One of the more common problems in projects is when two system engineers, one from the supplier and one from the buyer, decide to make an innocent change based on a conversation that goes something like, Supplier: "Can we move the text query box from the second page to the first so it can be accessed directly?" Buyer: "That's a good idea and I don't see why not. What's involved?" Supplier: "Not much. I'll handle it."
This change is then discovered during final testing by the marketing person, who says, "Who changed my design? The query box is not supposed to be on the first page because . . . so change it back."
Problems can range from schedule issues to feature issues and can be blamed on either party. While schedule issues may be the more common problem, "schedule creep" is typically the result of changing requirements or adding requirements to the project. Capers Jones, in his paper titled "Conflict and Litigation between Software Clients and Developers,"2 states:
Software development has been a difficult technology for many years. Compared to almost any other manufactured object, software development requires more manual labor by skilled craftsmen.
Further, many software applications are designed to automate manual activities that were not often fully understood by clients in sufficient detail. Therefore as software development proceeds, new requirements and new features tend to occur in a continuous stream.
Software contracting practices have often been highly ambiguous in determining the sizes of various deliverables, development schedules, and other quantitative matters. More often than not, the contract would deal only in generalities or discuss only part of the situation such as the number of staff to be applied. Unfortunately, most software development contracts contain insufficient language and clauses for dealing with changes in the requirements during development.
The most common root cause of contract litigation where we have been expert witnesses are [sic] new or changed requirements added by clients after the basic contract has been signed and agreed to. The clients think these new requirements should be included in the original agreement while the contractor thinks they should be funded separately. Unfortunately, the contract itself is usually ambiguous as to how new requirements should be handled, and hence the contract itself adds to the probability of conflict and litigation.

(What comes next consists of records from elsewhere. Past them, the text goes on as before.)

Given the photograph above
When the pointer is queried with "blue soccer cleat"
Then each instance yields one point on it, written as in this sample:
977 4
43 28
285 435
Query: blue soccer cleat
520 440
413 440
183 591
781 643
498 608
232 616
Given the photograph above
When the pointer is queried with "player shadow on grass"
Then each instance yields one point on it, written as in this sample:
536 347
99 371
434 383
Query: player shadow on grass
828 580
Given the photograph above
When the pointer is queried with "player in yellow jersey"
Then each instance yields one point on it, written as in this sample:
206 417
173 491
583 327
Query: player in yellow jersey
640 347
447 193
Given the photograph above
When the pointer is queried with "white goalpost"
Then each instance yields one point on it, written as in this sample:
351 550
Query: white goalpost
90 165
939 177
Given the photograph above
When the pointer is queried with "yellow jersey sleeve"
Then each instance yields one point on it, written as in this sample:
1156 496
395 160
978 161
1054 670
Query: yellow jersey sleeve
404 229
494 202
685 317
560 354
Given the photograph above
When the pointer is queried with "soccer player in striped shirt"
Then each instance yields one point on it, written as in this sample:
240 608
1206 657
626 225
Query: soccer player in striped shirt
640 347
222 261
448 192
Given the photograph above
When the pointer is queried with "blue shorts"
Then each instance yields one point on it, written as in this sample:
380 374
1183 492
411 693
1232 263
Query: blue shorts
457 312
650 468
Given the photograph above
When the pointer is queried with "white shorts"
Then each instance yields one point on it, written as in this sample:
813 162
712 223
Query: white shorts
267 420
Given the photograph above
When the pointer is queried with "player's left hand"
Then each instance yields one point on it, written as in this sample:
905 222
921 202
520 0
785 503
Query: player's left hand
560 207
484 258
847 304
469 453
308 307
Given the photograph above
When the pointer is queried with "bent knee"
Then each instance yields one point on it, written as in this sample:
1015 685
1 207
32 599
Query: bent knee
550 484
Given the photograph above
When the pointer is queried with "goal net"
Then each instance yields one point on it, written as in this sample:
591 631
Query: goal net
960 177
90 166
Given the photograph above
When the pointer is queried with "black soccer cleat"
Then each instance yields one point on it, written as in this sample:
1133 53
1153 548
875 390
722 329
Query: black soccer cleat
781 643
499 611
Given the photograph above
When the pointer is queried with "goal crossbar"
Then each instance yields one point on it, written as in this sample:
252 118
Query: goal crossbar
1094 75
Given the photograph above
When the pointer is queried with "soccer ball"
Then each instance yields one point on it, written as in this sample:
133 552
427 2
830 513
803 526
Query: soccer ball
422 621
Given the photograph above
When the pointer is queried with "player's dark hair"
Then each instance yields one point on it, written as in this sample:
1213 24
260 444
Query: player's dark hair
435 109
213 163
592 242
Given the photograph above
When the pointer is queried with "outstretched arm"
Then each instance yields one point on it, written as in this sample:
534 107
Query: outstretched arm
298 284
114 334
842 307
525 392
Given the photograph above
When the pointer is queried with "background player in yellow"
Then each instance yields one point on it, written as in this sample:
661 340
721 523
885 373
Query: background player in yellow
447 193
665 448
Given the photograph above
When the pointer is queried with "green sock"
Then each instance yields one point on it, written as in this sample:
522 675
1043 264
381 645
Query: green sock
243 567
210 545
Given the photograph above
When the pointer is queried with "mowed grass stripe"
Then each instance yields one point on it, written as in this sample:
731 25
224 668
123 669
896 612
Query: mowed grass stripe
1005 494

By maintaining good documentation for the project, you will be able to minimize the "fix the blame, not the problem" mode of operation and be able to assess objectively how to handle project changes. Mutual assessment and agreement are preferable to allowing a problem to become an issue that may impact the schedule or the contract itself.
Jones' statement, "Unfortunately, the contract itself is usually ambiguous as to how new requirements should be handled. . . . " draws our attention to a potential area of concern over how changes will be handled and how suppliers accept (or reject) changes, track them, and report on the overall project status. Ensure that this topic is covered in your project management requirements section.